Прочитав закон, я не понял так что библиотечные фонды выпадают из этого списка. Мне кажется, что это не совсем так по крайней мере, закон так не говорит. Это существует только в устных комментариях.
Могут быть истребованы все памятники, в отношении которых может быть признана возможность их богослужебного использования, включая и книги. Это особенно затуманивает смысл законопроекта, поскольку все богослужебные книги, необходимые для церковной жизни, переизданы и переиздаются. Изъятие церковной литературы из государственных библиотек, децентрализация книжных собраний нанесет удар не только по исторической науке, но и по всему отечественному образованию, в том числе церковному.
Что же касается памятников церковного искусства, то данный закон лишает их повсеместно музейного статуса.
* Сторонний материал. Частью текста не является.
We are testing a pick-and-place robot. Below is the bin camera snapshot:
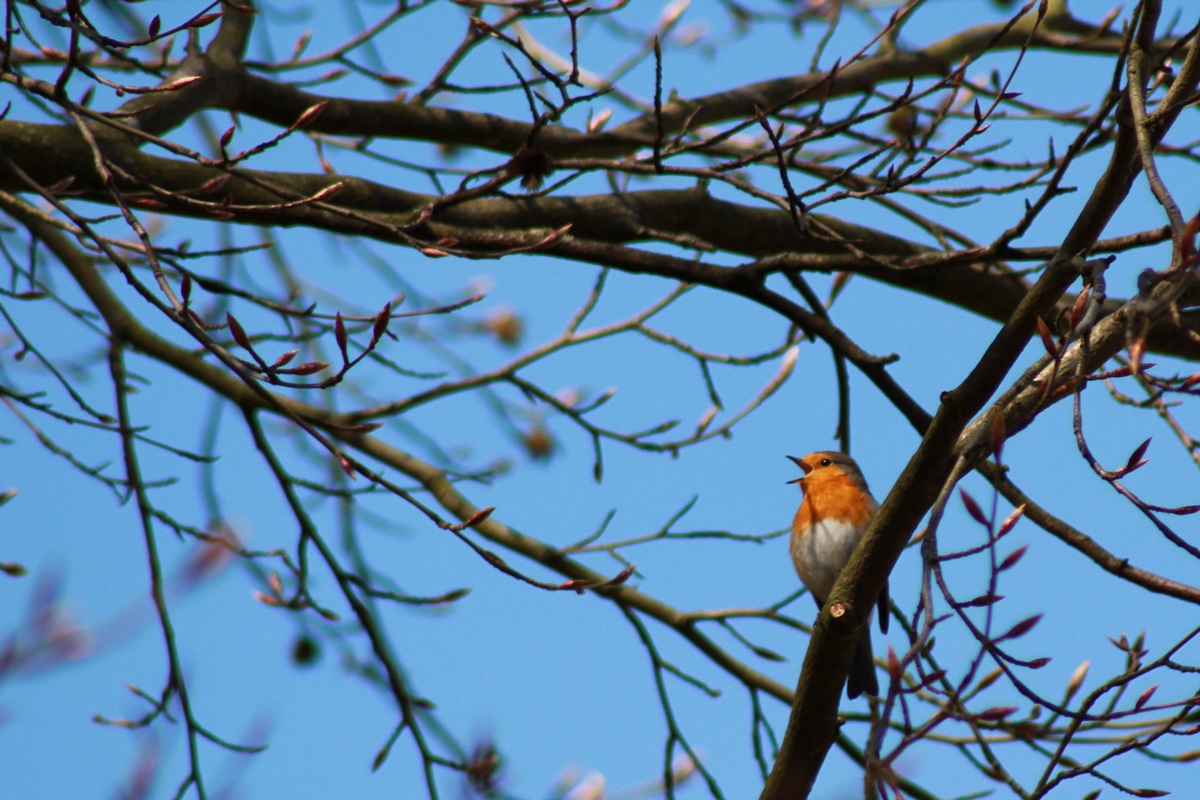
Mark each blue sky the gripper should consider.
[0,0,1200,799]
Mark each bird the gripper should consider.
[788,451,888,699]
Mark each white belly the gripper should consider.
[791,519,863,603]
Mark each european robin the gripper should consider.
[788,451,888,699]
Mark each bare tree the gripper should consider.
[0,0,1200,798]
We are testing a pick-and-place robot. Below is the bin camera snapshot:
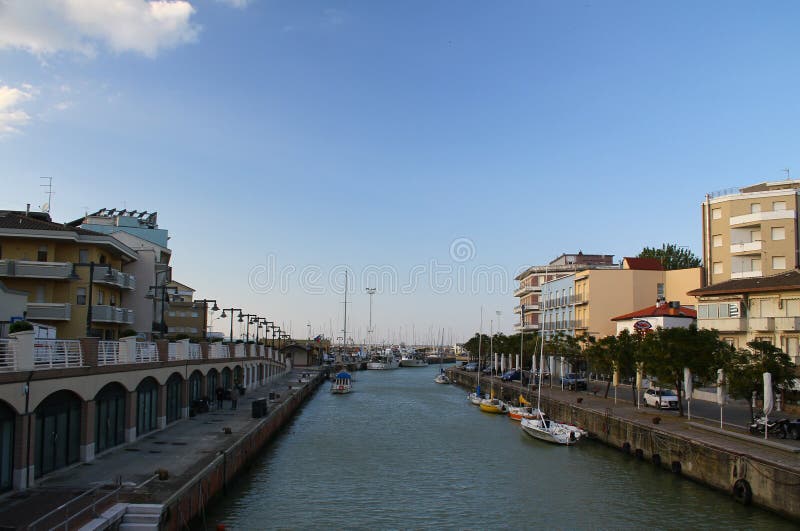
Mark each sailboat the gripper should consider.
[478,318,508,415]
[467,306,483,406]
[520,332,588,446]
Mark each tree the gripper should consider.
[641,325,731,416]
[725,341,796,417]
[638,243,701,271]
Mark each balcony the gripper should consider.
[731,270,764,280]
[25,302,72,321]
[92,305,133,324]
[92,265,136,290]
[747,317,775,332]
[731,240,761,254]
[697,317,747,332]
[775,317,800,332]
[0,260,72,280]
[730,210,794,226]
[514,286,542,297]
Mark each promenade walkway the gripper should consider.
[0,368,316,530]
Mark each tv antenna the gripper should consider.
[39,177,55,213]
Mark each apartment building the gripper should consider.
[68,208,172,335]
[514,252,618,332]
[690,269,800,364]
[541,258,702,337]
[0,211,137,339]
[702,180,800,285]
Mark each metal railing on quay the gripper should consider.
[0,339,17,372]
[33,339,83,369]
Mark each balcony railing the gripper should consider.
[0,339,17,372]
[33,339,83,369]
[0,260,72,280]
[26,302,72,321]
[92,265,136,290]
[92,305,133,324]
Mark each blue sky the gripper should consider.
[0,0,800,340]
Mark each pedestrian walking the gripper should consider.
[215,387,225,409]
[231,385,239,409]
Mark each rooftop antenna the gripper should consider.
[39,177,53,214]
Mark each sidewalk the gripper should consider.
[0,368,314,529]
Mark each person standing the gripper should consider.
[231,385,239,409]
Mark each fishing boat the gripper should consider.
[331,371,353,395]
[519,328,588,446]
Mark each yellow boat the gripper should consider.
[478,398,508,415]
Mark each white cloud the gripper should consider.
[0,85,33,137]
[0,0,200,57]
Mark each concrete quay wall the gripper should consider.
[160,372,325,530]
[448,370,800,521]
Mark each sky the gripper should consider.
[0,0,800,342]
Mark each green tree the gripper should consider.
[725,341,797,417]
[638,243,701,271]
[641,325,731,416]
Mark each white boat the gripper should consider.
[331,371,353,395]
[400,352,428,367]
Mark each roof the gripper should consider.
[622,256,664,271]
[611,304,697,321]
[687,269,800,297]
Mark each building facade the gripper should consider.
[0,211,137,339]
[702,180,800,285]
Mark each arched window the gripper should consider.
[35,391,82,477]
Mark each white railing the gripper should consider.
[97,341,122,365]
[0,339,17,372]
[33,339,83,369]
[131,341,158,363]
[208,343,229,358]
[186,343,202,360]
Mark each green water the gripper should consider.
[205,366,796,529]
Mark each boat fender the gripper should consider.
[733,479,753,505]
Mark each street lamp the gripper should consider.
[194,299,219,341]
[70,262,115,337]
[219,308,244,343]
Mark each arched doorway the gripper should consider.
[94,382,127,453]
[136,378,158,437]
[189,371,203,404]
[0,402,17,491]
[35,391,83,478]
[167,373,183,424]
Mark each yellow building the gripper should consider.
[690,269,800,364]
[0,211,136,339]
[702,180,800,285]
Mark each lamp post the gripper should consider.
[219,308,244,343]
[194,299,219,341]
[70,262,114,337]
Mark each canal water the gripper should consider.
[205,366,794,530]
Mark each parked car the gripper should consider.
[644,388,678,409]
[561,372,587,391]
[500,369,522,382]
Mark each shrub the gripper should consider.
[8,321,33,334]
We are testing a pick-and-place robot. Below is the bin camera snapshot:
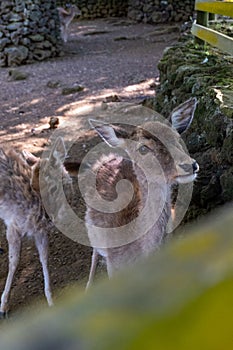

Однако практику изъятия ветхих предметов благочестия и богослужебных предметов из постоянного богослужебного использования придумали задолго до прихода советской власти, она существовала еще в церковно-археологических музеях. При этом опять же непонятно, какие религиозные организации могут требовать произведения церковного искусства. Кроме патриаршей Церкви, есть еще старообрядческие конфессии, также считающие Россию своей канонической территорией. Соответственно, они могут предъявлять свои претензии на памятники, относящиеся к "дониконовской" эпохе. Получается, что эта ситуация еще более запутывается. Этот закон кажется мне совершенно непродуманным, но это лишь одна сторона его непродуманности.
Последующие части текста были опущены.